I'll kind of talk in generalities I guess a little bit there. We like our class from last year. They all did a good job on the practice field. Some of them had to play. There are some of the fellas we think might become starters a little bit sooner than others. But all in all, I've been pleased with it, especially picking where we were picking at the end of the round every time. It makes a little bit of difference.

(Who would you pick if you had the perfect choice at a position?)

He wants to know who we would pick if we had a perfect choice. I'm not going to get that specific. But hopefully we'll get a very good player, and if we do, it really won't matter what position it is, because you're only a sprained ankle away from needing the next guy. We try to build our team so that we have a front-line group, but at the same time we want sustainability during the course of a season. We're not quite there yet, because if you lose a star player, then you drop off a little bit more than I'm comfortable with. What we want to get to is sustainability.
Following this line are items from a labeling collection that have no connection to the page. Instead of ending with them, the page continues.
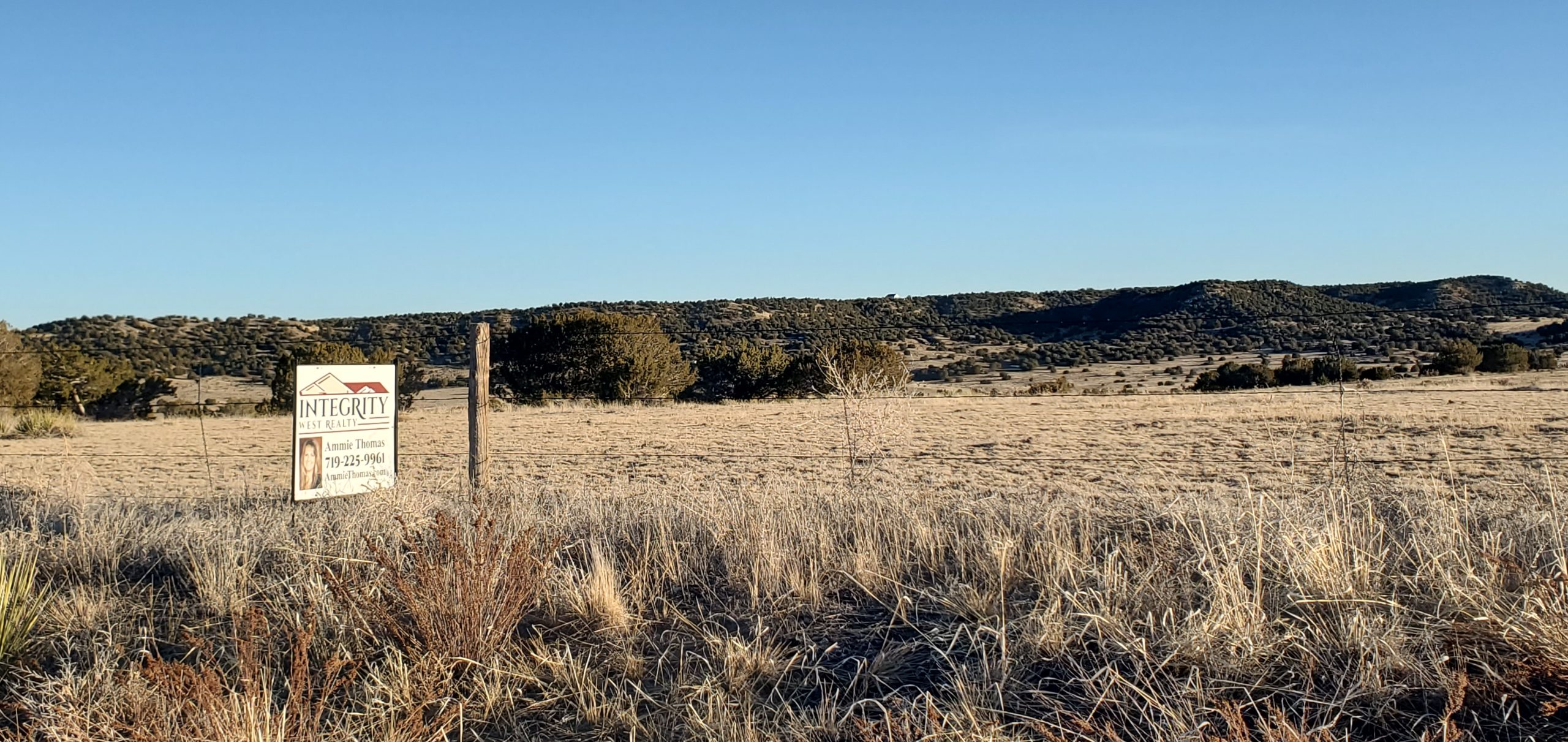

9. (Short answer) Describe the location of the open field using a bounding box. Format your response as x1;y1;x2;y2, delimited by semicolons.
0;372;1568;742
0;365;1568;496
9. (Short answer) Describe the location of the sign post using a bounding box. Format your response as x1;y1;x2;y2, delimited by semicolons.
292;364;397;502
469;322;489;490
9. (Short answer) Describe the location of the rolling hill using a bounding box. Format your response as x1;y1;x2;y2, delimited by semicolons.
27;276;1568;378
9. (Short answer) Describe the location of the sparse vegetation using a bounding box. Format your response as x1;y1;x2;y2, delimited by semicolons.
1476;342;1531;373
255;342;365;414
1024;373;1072;397
1431;341;1482;375
0;551;48;668
1192;361;1275;392
492;309;695;401
0;322;42;405
6;408;77;437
(How do you see defenses trying to catch up to the spread?)

You have to create as much confusion as you can on the quarterback, because the quarterback is running the show. There has to be doubt in the offense's mind as to who's coming, when they're coming, and how they're coming. I think the 34 leads itself to be able to create more confusion from the offense's point of view. That's what we're trying to get to. Pressure on the quarterback is the No. 1 stopper of offenses. As skilled as the quarterbacks and receivers and tight ends and stuff are in this league, you cannot think you can stop them on a consistent basis if you just drop and let them know what you're doing all the time. So that's the whole point.